- Born: October 6, 1955 (age 70) United States
- Occupations: Author and AIDS activist

= Richard Berkowitz =

American AIDS activist and writer

Richard Berkowitz (born October 6, 1955) is a gay American author and activist best known as an early advocate of safe sex in response to the AIDS crisis among gay men in the 1980s. The award-winning 2008 documentary Sex Positive directed by Daryl Wein is about his life and activities.

==Life and career==
Berkowitz was born to Jewish parents and raised in New Jersey, where he attended Rutgers University in the mid-1970s. While in college, he helped to organize what he believes was the first gay rights protest in the state, demonstrating against an anti-gay effigy hung by the Delta Kappa Epsilon fraternity. After college, Berkowitz moved to New York City in 1978 or 1979, earning a living as a self-described S&M hustler.

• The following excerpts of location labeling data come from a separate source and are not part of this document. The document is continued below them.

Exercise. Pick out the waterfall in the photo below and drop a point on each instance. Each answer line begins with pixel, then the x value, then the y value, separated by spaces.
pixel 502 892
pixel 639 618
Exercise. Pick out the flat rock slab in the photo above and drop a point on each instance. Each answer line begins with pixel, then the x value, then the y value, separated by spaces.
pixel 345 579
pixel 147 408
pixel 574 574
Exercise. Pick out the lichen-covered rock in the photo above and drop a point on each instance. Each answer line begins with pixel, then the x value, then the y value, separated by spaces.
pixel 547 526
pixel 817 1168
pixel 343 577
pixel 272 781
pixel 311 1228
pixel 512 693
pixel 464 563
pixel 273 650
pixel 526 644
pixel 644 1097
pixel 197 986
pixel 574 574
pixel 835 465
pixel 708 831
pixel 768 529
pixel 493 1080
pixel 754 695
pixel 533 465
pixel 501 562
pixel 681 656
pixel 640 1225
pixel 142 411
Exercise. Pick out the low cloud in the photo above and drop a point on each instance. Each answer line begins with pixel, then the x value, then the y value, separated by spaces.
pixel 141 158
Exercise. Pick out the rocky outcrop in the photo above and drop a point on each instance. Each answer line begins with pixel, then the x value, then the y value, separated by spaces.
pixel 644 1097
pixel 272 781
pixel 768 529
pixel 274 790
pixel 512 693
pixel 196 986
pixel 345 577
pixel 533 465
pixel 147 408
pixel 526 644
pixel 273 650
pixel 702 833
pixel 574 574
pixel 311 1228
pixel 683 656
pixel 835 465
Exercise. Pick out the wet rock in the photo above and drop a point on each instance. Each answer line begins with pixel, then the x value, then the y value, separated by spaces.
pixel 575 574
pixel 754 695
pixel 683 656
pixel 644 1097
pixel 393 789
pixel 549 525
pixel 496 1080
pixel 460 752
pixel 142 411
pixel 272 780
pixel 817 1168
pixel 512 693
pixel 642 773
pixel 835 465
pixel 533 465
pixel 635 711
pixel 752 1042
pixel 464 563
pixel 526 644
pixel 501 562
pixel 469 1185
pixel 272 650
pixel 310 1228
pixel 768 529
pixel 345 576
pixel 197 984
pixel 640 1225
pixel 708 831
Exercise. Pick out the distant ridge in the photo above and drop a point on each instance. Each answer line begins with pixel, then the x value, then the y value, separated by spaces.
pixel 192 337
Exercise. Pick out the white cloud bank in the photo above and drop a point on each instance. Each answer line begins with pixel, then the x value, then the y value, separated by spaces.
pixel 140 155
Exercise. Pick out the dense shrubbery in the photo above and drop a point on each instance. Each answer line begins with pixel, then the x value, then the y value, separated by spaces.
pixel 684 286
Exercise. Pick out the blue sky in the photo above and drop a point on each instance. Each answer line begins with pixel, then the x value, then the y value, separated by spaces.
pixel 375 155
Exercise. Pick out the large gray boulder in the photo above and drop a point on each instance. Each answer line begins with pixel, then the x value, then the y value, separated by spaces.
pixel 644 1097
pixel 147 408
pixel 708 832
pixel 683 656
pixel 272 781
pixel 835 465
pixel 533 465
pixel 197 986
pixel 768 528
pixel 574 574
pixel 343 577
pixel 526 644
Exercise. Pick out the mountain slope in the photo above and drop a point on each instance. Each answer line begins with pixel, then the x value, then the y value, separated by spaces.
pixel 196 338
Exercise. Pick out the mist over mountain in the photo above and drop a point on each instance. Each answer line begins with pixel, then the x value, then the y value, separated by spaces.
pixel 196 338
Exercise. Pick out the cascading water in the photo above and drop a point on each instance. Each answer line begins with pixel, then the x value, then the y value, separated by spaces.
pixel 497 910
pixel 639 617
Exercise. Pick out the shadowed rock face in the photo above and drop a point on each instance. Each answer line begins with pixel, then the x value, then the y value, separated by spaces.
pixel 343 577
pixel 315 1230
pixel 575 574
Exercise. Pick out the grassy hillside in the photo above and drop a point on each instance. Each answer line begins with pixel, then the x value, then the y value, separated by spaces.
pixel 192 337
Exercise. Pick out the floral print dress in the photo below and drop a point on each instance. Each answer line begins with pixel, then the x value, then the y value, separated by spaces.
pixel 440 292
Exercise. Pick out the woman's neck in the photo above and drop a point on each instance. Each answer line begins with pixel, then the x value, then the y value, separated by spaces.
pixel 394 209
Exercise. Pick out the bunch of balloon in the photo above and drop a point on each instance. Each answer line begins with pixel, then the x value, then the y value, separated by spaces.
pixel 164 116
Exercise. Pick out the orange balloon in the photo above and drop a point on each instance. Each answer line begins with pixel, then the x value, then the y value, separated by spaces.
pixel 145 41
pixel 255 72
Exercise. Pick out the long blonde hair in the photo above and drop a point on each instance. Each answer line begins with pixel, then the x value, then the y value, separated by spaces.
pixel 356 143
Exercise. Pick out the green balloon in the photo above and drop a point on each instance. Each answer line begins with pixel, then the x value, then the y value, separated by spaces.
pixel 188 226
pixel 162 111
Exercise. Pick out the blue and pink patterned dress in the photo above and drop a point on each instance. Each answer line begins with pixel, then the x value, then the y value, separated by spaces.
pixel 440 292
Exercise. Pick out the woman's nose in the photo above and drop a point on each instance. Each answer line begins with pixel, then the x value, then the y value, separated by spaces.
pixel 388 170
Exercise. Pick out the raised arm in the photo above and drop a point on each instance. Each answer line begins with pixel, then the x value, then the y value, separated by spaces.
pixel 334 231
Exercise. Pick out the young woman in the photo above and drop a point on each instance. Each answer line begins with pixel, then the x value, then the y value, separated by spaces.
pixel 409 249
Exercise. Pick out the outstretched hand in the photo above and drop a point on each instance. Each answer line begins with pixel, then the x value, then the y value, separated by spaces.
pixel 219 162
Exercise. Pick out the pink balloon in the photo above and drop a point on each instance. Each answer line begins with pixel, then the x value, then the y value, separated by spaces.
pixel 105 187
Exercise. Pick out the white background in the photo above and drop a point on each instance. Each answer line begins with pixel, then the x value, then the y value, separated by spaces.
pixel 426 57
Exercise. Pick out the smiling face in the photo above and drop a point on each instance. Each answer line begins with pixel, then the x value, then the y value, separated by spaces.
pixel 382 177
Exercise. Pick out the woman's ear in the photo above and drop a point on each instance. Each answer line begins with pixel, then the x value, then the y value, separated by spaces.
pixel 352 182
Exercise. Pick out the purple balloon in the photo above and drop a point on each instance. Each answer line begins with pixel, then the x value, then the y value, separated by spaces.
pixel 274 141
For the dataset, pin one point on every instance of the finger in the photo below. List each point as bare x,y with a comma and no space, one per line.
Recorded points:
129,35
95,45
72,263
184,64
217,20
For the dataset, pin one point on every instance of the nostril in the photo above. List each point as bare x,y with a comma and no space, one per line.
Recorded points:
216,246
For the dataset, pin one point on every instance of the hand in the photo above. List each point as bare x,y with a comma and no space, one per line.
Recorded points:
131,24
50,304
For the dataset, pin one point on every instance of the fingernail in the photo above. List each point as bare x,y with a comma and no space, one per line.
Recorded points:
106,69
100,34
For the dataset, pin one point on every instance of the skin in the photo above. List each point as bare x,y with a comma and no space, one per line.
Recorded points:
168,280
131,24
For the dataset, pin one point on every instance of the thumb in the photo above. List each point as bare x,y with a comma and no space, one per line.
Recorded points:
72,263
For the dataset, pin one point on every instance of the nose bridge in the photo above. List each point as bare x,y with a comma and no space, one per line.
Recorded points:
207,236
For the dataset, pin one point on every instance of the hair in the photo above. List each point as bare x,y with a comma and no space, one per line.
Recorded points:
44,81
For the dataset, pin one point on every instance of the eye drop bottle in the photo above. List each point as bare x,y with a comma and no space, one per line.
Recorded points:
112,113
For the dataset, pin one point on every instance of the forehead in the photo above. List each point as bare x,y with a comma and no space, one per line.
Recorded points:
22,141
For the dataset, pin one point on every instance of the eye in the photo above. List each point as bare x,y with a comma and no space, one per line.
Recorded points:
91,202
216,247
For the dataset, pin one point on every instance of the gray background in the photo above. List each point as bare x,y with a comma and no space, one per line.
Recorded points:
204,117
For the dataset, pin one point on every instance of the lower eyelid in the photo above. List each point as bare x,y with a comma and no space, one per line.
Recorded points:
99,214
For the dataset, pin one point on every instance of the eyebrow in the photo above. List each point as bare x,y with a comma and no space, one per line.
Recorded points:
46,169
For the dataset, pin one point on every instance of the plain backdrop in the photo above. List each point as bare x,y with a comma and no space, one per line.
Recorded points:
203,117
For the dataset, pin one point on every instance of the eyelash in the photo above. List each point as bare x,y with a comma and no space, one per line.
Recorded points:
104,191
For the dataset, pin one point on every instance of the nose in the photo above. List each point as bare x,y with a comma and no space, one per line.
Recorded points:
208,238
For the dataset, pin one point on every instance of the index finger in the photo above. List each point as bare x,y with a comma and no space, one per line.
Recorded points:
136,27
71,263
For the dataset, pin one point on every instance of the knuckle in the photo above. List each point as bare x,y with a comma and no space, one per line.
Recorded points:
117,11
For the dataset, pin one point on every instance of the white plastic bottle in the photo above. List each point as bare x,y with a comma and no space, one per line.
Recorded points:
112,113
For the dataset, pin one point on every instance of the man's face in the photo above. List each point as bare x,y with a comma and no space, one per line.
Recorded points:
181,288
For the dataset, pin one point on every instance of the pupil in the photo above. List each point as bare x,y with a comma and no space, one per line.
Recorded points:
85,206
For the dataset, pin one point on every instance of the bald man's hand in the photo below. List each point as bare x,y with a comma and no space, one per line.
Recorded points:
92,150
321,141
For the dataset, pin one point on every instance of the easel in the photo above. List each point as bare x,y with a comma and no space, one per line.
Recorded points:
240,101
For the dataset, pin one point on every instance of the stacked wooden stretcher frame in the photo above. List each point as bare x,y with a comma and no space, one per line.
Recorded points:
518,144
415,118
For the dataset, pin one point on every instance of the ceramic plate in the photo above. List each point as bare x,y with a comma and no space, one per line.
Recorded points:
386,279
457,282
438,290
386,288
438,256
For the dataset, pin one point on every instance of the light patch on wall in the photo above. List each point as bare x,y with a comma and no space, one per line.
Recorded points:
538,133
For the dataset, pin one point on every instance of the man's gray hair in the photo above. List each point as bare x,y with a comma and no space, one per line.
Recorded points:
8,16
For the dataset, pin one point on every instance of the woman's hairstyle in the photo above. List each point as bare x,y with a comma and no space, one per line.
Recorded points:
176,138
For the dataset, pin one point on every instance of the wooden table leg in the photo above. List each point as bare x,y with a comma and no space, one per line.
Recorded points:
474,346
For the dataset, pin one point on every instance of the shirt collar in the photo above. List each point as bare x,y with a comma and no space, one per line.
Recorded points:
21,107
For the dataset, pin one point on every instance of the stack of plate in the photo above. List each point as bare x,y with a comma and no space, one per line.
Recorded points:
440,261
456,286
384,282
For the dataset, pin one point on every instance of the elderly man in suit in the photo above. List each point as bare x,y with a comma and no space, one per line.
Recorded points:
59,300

Even before AIDS was recognized as a syndrome, Berkowitz became concerned about protecting his clients, many of whom were married, from sexually transmitted diseases. He met physician Joseph Sonnabend and became a patient, learning from Sonnabend the practices for risk reduction that would later become known as safe sex. His early work with Sonnabend and singer and activist Michael Callen noted behaviors including drug use, multiple sexual partners, and unsafe sexual practices in the gay community for transmission. These claims were considered controversial by early leaders of Gay Men's Health Crisis and many activists took issue with the language of their message and its implications. The 1983 pamphlet How to Have Sex in an Epidemic: One Approach by Callen and Berkowitz (in consultation with Sonnabend) is widely considered the first sex-positive guide to practicing safe sex. Berkowitz tested positive for HIV in 1984 but was able to avoid taking any anti-viral drugs until 1995.

==In the media==
- Berkowitz is the subject of the 2008 documentary Sex Positive directed by Daryl Wein and winner of the 2008 Outfest Grand Jury Prize for Best Documentary. The film was released on DVD in June 2010.
- Berkowitz is featured in the second episode of the fifth season of the podcast Fiasco, hosted by Leon Neyfakh.

==Selected publications==
- Richard Berkowitz and Michael Callen, with Joseph Sonnabend (1983). How to Have Sex in an Epidemic: One Approach. News From The Front Publications
- Berkowitz, Richard (2003). Stayin' Alive: The Invention of Safe Sex. Basic Books. ISBN 978-0-8133-4092-0.